The morphology of tidal basins includes a wide range of features developing along different spatial and temporal scales. Examples are shoals, channels, banks, dunes and ripples. Coastal engineers use their engineering tools to answer questions on the processes governing the short term (< decades) development of these morphological features. Geologists apply their conceptual models and reconstruction methods to answer questions related to a much longer time scale (> centuries). This two-sided approach has left us with limited understanding of processes occurring on intermediate scales (> decades and < centuries), whereas the morphodynamics of these intermediate scales are of special concern to sustainable coastal zone management.
This study is part of a collective effort to bridge the aforementioned gap by extending the use of coastal engineering tools (process-based models) to geological time scales to provide more understanding of the physical processes governing the long-term morphodynamic behavior of tidal basins. A fundamental question addressed is whether or not process-based models can reproduce trustworthy long-term developments. To answer this question the Dutch Waddenzee is chosen as a reference case.

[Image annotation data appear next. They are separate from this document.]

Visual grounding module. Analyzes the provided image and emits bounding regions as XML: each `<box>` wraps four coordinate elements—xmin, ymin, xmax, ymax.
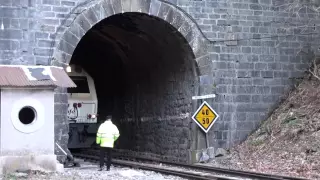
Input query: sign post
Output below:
<box><xmin>192</xmin><ymin>94</ymin><xmax>219</xmax><ymax>148</ymax></box>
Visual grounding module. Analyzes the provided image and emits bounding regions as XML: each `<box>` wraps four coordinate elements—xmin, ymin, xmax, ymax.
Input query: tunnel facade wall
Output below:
<box><xmin>0</xmin><ymin>0</ymin><xmax>320</xmax><ymax>160</ymax></box>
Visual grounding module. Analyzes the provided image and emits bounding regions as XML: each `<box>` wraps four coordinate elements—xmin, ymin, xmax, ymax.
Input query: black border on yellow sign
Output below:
<box><xmin>192</xmin><ymin>101</ymin><xmax>219</xmax><ymax>133</ymax></box>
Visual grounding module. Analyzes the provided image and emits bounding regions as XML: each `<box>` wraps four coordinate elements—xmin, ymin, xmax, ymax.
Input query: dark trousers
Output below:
<box><xmin>100</xmin><ymin>147</ymin><xmax>111</xmax><ymax>169</ymax></box>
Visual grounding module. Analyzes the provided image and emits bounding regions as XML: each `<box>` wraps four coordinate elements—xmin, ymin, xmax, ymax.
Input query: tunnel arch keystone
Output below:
<box><xmin>51</xmin><ymin>0</ymin><xmax>208</xmax><ymax>70</ymax></box>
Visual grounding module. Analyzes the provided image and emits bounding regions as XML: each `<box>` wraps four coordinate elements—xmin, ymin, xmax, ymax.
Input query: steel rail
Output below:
<box><xmin>73</xmin><ymin>153</ymin><xmax>237</xmax><ymax>180</ymax></box>
<box><xmin>77</xmin><ymin>149</ymin><xmax>308</xmax><ymax>180</ymax></box>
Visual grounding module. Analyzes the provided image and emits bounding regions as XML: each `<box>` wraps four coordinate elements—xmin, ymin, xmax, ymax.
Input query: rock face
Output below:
<box><xmin>0</xmin><ymin>0</ymin><xmax>320</xmax><ymax>162</ymax></box>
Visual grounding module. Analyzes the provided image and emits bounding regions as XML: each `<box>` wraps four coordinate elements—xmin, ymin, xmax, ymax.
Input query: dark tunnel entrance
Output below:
<box><xmin>69</xmin><ymin>13</ymin><xmax>198</xmax><ymax>161</ymax></box>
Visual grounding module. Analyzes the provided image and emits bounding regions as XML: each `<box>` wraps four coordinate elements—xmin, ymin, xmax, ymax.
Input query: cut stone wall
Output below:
<box><xmin>0</xmin><ymin>0</ymin><xmax>320</xmax><ymax>161</ymax></box>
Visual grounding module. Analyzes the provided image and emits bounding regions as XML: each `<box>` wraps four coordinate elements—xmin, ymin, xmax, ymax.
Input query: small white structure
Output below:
<box><xmin>0</xmin><ymin>65</ymin><xmax>76</xmax><ymax>174</ymax></box>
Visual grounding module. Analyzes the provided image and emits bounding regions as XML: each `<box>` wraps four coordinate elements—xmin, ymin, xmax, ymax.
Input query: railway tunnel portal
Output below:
<box><xmin>52</xmin><ymin>1</ymin><xmax>207</xmax><ymax>162</ymax></box>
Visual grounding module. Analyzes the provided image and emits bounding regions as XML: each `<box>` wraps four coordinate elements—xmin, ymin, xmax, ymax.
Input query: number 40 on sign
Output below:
<box><xmin>192</xmin><ymin>101</ymin><xmax>219</xmax><ymax>133</ymax></box>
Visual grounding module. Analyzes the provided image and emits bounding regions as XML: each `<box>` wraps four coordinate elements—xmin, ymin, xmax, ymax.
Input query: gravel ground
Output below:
<box><xmin>0</xmin><ymin>162</ymin><xmax>188</xmax><ymax>180</ymax></box>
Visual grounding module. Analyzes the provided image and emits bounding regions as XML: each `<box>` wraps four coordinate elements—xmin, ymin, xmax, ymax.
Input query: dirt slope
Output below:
<box><xmin>231</xmin><ymin>68</ymin><xmax>320</xmax><ymax>179</ymax></box>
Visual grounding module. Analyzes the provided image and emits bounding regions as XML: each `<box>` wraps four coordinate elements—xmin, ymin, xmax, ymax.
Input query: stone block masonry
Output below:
<box><xmin>0</xmin><ymin>0</ymin><xmax>320</xmax><ymax>162</ymax></box>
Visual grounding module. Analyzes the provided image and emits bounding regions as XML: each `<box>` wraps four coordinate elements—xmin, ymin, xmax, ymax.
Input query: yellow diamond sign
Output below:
<box><xmin>192</xmin><ymin>101</ymin><xmax>219</xmax><ymax>133</ymax></box>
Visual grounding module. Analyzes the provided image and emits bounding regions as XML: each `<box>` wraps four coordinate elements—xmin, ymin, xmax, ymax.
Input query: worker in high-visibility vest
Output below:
<box><xmin>96</xmin><ymin>116</ymin><xmax>120</xmax><ymax>171</ymax></box>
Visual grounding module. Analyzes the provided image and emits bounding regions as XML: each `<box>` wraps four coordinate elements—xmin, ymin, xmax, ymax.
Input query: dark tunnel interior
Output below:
<box><xmin>70</xmin><ymin>13</ymin><xmax>198</xmax><ymax>162</ymax></box>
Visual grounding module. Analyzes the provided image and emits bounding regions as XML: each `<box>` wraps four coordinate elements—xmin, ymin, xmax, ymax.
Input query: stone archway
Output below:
<box><xmin>51</xmin><ymin>0</ymin><xmax>211</xmax><ymax>163</ymax></box>
<box><xmin>51</xmin><ymin>0</ymin><xmax>208</xmax><ymax>70</ymax></box>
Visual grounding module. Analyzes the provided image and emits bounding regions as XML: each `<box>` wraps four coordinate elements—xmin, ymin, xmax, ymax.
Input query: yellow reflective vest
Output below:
<box><xmin>96</xmin><ymin>120</ymin><xmax>120</xmax><ymax>148</ymax></box>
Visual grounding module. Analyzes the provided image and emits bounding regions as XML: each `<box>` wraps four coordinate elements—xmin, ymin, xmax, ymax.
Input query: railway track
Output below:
<box><xmin>73</xmin><ymin>149</ymin><xmax>306</xmax><ymax>180</ymax></box>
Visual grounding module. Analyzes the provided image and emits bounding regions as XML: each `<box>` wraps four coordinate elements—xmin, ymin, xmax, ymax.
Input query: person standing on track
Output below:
<box><xmin>96</xmin><ymin>116</ymin><xmax>120</xmax><ymax>171</ymax></box>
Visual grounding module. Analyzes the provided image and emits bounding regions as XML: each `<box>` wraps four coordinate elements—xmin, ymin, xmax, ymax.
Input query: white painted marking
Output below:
<box><xmin>192</xmin><ymin>94</ymin><xmax>216</xmax><ymax>100</ymax></box>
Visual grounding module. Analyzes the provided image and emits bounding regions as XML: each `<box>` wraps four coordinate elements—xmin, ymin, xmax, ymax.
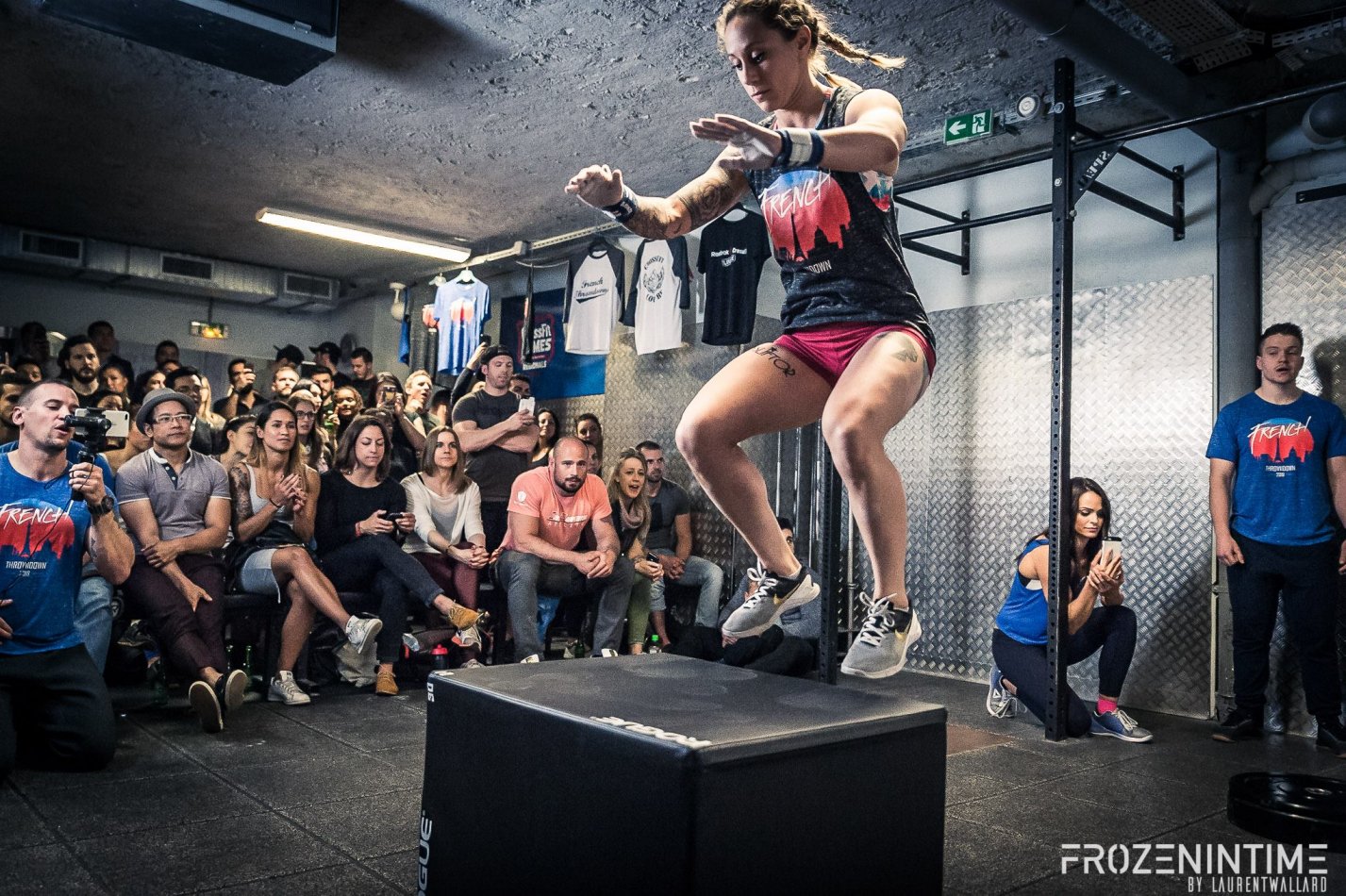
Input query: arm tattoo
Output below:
<box><xmin>624</xmin><ymin>170</ymin><xmax>747</xmax><ymax>240</ymax></box>
<box><xmin>229</xmin><ymin>463</ymin><xmax>252</xmax><ymax>539</ymax></box>
<box><xmin>673</xmin><ymin>173</ymin><xmax>747</xmax><ymax>230</ymax></box>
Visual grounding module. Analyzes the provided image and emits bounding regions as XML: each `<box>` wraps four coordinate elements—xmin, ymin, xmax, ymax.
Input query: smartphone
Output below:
<box><xmin>75</xmin><ymin>407</ymin><xmax>130</xmax><ymax>439</ymax></box>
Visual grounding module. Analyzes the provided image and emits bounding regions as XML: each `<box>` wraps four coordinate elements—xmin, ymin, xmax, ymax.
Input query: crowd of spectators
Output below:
<box><xmin>0</xmin><ymin>322</ymin><xmax>819</xmax><ymax>776</ymax></box>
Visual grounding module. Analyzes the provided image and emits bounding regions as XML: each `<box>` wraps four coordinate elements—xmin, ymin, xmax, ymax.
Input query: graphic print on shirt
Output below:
<box><xmin>0</xmin><ymin>498</ymin><xmax>75</xmax><ymax>567</ymax></box>
<box><xmin>1248</xmin><ymin>417</ymin><xmax>1314</xmax><ymax>477</ymax></box>
<box><xmin>760</xmin><ymin>168</ymin><xmax>851</xmax><ymax>274</ymax></box>
<box><xmin>860</xmin><ymin>171</ymin><xmax>892</xmax><ymax>211</ymax></box>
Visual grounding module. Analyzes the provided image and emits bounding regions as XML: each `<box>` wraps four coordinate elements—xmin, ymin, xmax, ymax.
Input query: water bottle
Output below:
<box><xmin>145</xmin><ymin>647</ymin><xmax>168</xmax><ymax>706</ymax></box>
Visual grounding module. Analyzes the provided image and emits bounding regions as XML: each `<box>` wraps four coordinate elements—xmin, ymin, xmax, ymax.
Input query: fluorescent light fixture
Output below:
<box><xmin>258</xmin><ymin>208</ymin><xmax>473</xmax><ymax>262</ymax></box>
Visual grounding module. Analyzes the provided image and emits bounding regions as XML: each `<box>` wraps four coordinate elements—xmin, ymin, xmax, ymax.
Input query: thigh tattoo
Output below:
<box><xmin>753</xmin><ymin>339</ymin><xmax>794</xmax><ymax>376</ymax></box>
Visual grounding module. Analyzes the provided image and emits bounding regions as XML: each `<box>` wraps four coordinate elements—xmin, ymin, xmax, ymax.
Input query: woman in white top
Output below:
<box><xmin>229</xmin><ymin>401</ymin><xmax>384</xmax><ymax>706</ymax></box>
<box><xmin>403</xmin><ymin>426</ymin><xmax>490</xmax><ymax>666</ymax></box>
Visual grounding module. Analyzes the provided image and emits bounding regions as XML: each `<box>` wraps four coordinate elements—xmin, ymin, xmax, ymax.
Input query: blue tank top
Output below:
<box><xmin>0</xmin><ymin>454</ymin><xmax>91</xmax><ymax>656</ymax></box>
<box><xmin>996</xmin><ymin>539</ymin><xmax>1051</xmax><ymax>644</ymax></box>
<box><xmin>747</xmin><ymin>86</ymin><xmax>934</xmax><ymax>348</ymax></box>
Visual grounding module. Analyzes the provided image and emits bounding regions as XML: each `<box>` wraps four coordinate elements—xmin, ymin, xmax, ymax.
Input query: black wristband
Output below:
<box><xmin>603</xmin><ymin>187</ymin><xmax>636</xmax><ymax>224</ymax></box>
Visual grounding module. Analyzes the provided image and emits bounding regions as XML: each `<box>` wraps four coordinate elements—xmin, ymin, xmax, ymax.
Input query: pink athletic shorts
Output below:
<box><xmin>775</xmin><ymin>322</ymin><xmax>934</xmax><ymax>386</ymax></box>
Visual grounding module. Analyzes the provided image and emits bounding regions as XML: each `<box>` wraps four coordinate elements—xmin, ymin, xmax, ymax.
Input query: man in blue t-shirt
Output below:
<box><xmin>0</xmin><ymin>379</ymin><xmax>135</xmax><ymax>779</ymax></box>
<box><xmin>1206</xmin><ymin>323</ymin><xmax>1346</xmax><ymax>759</ymax></box>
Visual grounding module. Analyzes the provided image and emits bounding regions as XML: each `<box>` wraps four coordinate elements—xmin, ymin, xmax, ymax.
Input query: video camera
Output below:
<box><xmin>66</xmin><ymin>407</ymin><xmax>130</xmax><ymax>464</ymax></box>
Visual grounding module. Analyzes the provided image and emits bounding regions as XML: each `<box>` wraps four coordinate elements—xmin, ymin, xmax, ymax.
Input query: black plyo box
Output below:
<box><xmin>419</xmin><ymin>655</ymin><xmax>946</xmax><ymax>896</ymax></box>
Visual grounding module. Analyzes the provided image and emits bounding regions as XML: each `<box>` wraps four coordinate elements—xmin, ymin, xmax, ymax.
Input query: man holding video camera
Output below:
<box><xmin>0</xmin><ymin>379</ymin><xmax>135</xmax><ymax>779</ymax></box>
<box><xmin>454</xmin><ymin>346</ymin><xmax>537</xmax><ymax>550</ymax></box>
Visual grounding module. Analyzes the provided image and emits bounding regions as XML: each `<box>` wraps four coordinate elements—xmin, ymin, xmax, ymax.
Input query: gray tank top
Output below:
<box><xmin>245</xmin><ymin>464</ymin><xmax>295</xmax><ymax>529</ymax></box>
<box><xmin>747</xmin><ymin>86</ymin><xmax>934</xmax><ymax>348</ymax></box>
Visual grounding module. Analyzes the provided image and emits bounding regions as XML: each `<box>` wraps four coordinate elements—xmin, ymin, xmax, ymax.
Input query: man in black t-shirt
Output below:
<box><xmin>636</xmin><ymin>441</ymin><xmax>724</xmax><ymax>627</ymax></box>
<box><xmin>454</xmin><ymin>346</ymin><xmax>537</xmax><ymax>550</ymax></box>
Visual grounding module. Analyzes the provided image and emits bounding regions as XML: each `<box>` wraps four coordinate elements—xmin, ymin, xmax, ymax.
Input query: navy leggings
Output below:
<box><xmin>990</xmin><ymin>606</ymin><xmax>1136</xmax><ymax>738</ymax></box>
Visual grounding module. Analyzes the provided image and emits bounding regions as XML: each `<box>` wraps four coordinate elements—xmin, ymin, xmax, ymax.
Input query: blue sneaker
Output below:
<box><xmin>987</xmin><ymin>663</ymin><xmax>1019</xmax><ymax>719</ymax></box>
<box><xmin>1088</xmin><ymin>706</ymin><xmax>1155</xmax><ymax>744</ymax></box>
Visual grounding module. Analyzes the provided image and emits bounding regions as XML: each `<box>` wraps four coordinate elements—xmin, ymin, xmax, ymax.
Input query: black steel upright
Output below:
<box><xmin>1046</xmin><ymin>59</ymin><xmax>1075</xmax><ymax>740</ymax></box>
<box><xmin>814</xmin><ymin>426</ymin><xmax>851</xmax><ymax>685</ymax></box>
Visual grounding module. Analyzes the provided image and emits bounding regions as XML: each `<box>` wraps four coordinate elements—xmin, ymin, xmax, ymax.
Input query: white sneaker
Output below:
<box><xmin>987</xmin><ymin>663</ymin><xmax>1019</xmax><ymax>719</ymax></box>
<box><xmin>841</xmin><ymin>594</ymin><xmax>921</xmax><ymax>678</ymax></box>
<box><xmin>723</xmin><ymin>572</ymin><xmax>821</xmax><ymax>638</ymax></box>
<box><xmin>346</xmin><ymin>616</ymin><xmax>384</xmax><ymax>654</ymax></box>
<box><xmin>268</xmin><ymin>672</ymin><xmax>312</xmax><ymax>706</ymax></box>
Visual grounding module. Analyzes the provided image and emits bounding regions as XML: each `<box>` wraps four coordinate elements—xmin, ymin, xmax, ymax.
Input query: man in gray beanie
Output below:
<box><xmin>117</xmin><ymin>389</ymin><xmax>248</xmax><ymax>733</ymax></box>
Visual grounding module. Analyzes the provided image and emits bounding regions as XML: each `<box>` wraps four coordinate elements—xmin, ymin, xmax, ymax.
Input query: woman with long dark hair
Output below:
<box><xmin>527</xmin><ymin>407</ymin><xmax>561</xmax><ymax>468</ymax></box>
<box><xmin>229</xmin><ymin>401</ymin><xmax>382</xmax><ymax>706</ymax></box>
<box><xmin>565</xmin><ymin>0</ymin><xmax>934</xmax><ymax>678</ymax></box>
<box><xmin>607</xmin><ymin>448</ymin><xmax>669</xmax><ymax>654</ymax></box>
<box><xmin>987</xmin><ymin>477</ymin><xmax>1154</xmax><ymax>742</ymax></box>
<box><xmin>332</xmin><ymin>386</ymin><xmax>365</xmax><ymax>442</ymax></box>
<box><xmin>313</xmin><ymin>414</ymin><xmax>480</xmax><ymax>697</ymax></box>
<box><xmin>286</xmin><ymin>388</ymin><xmax>331</xmax><ymax>475</ymax></box>
<box><xmin>403</xmin><ymin>426</ymin><xmax>490</xmax><ymax>668</ymax></box>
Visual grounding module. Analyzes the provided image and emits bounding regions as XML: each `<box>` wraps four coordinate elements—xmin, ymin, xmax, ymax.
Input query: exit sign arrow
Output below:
<box><xmin>943</xmin><ymin>109</ymin><xmax>995</xmax><ymax>145</ymax></box>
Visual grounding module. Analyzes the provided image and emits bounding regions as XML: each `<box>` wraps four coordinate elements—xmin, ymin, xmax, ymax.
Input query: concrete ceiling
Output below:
<box><xmin>0</xmin><ymin>0</ymin><xmax>1343</xmax><ymax>294</ymax></box>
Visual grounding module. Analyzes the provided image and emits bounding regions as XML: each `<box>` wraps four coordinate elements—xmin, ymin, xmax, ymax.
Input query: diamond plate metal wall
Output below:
<box><xmin>856</xmin><ymin>277</ymin><xmax>1213</xmax><ymax>717</ymax></box>
<box><xmin>1259</xmin><ymin>198</ymin><xmax>1346</xmax><ymax>733</ymax></box>
<box><xmin>606</xmin><ymin>313</ymin><xmax>793</xmax><ymax>581</ymax></box>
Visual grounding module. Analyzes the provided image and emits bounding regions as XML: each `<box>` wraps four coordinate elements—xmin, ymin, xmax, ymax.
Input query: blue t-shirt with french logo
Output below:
<box><xmin>1206</xmin><ymin>391</ymin><xmax>1346</xmax><ymax>545</ymax></box>
<box><xmin>0</xmin><ymin>454</ymin><xmax>91</xmax><ymax>656</ymax></box>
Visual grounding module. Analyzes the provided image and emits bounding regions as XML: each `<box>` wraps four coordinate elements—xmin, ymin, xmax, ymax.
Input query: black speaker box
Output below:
<box><xmin>419</xmin><ymin>654</ymin><xmax>946</xmax><ymax>896</ymax></box>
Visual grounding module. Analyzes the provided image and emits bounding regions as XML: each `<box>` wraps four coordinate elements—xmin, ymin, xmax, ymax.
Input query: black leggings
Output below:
<box><xmin>322</xmin><ymin>536</ymin><xmax>444</xmax><ymax>663</ymax></box>
<box><xmin>990</xmin><ymin>606</ymin><xmax>1136</xmax><ymax>738</ymax></box>
<box><xmin>669</xmin><ymin>625</ymin><xmax>817</xmax><ymax>676</ymax></box>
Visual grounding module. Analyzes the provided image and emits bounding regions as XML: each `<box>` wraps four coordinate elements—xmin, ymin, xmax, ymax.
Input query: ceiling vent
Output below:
<box><xmin>19</xmin><ymin>230</ymin><xmax>83</xmax><ymax>268</ymax></box>
<box><xmin>280</xmin><ymin>274</ymin><xmax>340</xmax><ymax>306</ymax></box>
<box><xmin>0</xmin><ymin>224</ymin><xmax>341</xmax><ymax>313</ymax></box>
<box><xmin>158</xmin><ymin>253</ymin><xmax>215</xmax><ymax>280</ymax></box>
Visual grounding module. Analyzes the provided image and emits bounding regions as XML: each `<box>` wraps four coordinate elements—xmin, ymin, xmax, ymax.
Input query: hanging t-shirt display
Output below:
<box><xmin>433</xmin><ymin>277</ymin><xmax>491</xmax><ymax>375</ymax></box>
<box><xmin>696</xmin><ymin>208</ymin><xmax>772</xmax><ymax>346</ymax></box>
<box><xmin>565</xmin><ymin>240</ymin><xmax>626</xmax><ymax>356</ymax></box>
<box><xmin>622</xmin><ymin>237</ymin><xmax>691</xmax><ymax>356</ymax></box>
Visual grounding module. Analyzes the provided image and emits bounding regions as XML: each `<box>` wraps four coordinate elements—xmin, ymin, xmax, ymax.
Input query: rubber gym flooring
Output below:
<box><xmin>0</xmin><ymin>660</ymin><xmax>1346</xmax><ymax>896</ymax></box>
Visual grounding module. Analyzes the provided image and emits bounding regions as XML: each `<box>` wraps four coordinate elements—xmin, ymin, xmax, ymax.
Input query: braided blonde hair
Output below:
<box><xmin>715</xmin><ymin>0</ymin><xmax>907</xmax><ymax>88</ymax></box>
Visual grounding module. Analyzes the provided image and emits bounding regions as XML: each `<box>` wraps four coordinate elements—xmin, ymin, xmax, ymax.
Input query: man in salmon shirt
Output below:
<box><xmin>499</xmin><ymin>436</ymin><xmax>636</xmax><ymax>663</ymax></box>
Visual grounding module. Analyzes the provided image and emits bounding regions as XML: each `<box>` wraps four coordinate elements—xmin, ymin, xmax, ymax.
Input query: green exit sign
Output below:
<box><xmin>943</xmin><ymin>109</ymin><xmax>995</xmax><ymax>145</ymax></box>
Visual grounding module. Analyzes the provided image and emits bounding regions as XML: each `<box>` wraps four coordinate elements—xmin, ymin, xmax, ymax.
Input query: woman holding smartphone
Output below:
<box><xmin>987</xmin><ymin>477</ymin><xmax>1154</xmax><ymax>744</ymax></box>
<box><xmin>607</xmin><ymin>448</ymin><xmax>669</xmax><ymax>654</ymax></box>
<box><xmin>403</xmin><ymin>426</ymin><xmax>490</xmax><ymax>668</ymax></box>
<box><xmin>229</xmin><ymin>401</ymin><xmax>382</xmax><ymax>706</ymax></box>
<box><xmin>313</xmin><ymin>414</ymin><xmax>479</xmax><ymax>697</ymax></box>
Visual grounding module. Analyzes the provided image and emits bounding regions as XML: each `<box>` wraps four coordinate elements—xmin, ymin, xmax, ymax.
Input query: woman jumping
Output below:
<box><xmin>565</xmin><ymin>0</ymin><xmax>934</xmax><ymax>678</ymax></box>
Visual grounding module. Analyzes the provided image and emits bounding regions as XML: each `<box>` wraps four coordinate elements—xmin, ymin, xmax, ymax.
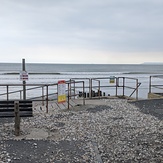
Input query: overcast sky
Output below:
<box><xmin>0</xmin><ymin>0</ymin><xmax>163</xmax><ymax>64</ymax></box>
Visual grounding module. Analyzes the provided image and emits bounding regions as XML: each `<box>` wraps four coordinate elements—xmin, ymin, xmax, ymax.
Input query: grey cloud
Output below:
<box><xmin>0</xmin><ymin>0</ymin><xmax>163</xmax><ymax>51</ymax></box>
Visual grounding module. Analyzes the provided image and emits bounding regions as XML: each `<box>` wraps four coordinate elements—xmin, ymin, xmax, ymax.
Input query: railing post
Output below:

This study suggests that the question has a positive answer. By comparing model results with measured developments in the Waddenzee, this study shows that a process-based model can reproduce channel-shoal patterns and their long-term development qualitatively well. Modeled parameters such as area, volume and height of the inter-tidal flats obey the databased equilibrium equations. This study also demonstrates the models' ability to qualitatively assess the impact of large scale human intervention in a tidal basin. For example, the model is able to reproduce the change in tidal transport regime and the ensuing morphodynamic changes due to an extreme impact such as the closure of the Zuiderzee.
Although the highly schematized simulations produced qualitatively good results, they also revealed the need for a better process description. As the first step to improve model performance a methodology was developed to account for sediment composition and distribution in the bed. In the next step different methodologies to schematize wave action for long-term morphological simulations were investigated. investigated the wave climate. Model results show that the chronology of wave conditions and the wave schematization approach have a limited effect. The outcome of long-term morphodynamic simulations with different wave and tidal conditions are in good agreement with conceptual models. For the reference case, model results revealed that the morphological impact of wind waves is not only important outside the inlet and at the ebb-tidal delta, but also within the tidal basin. A final conclusion is that adding methodologies for bed composition and wave schematization to the model of the Waddenzee area improved the hindcasting simulations qualitatively.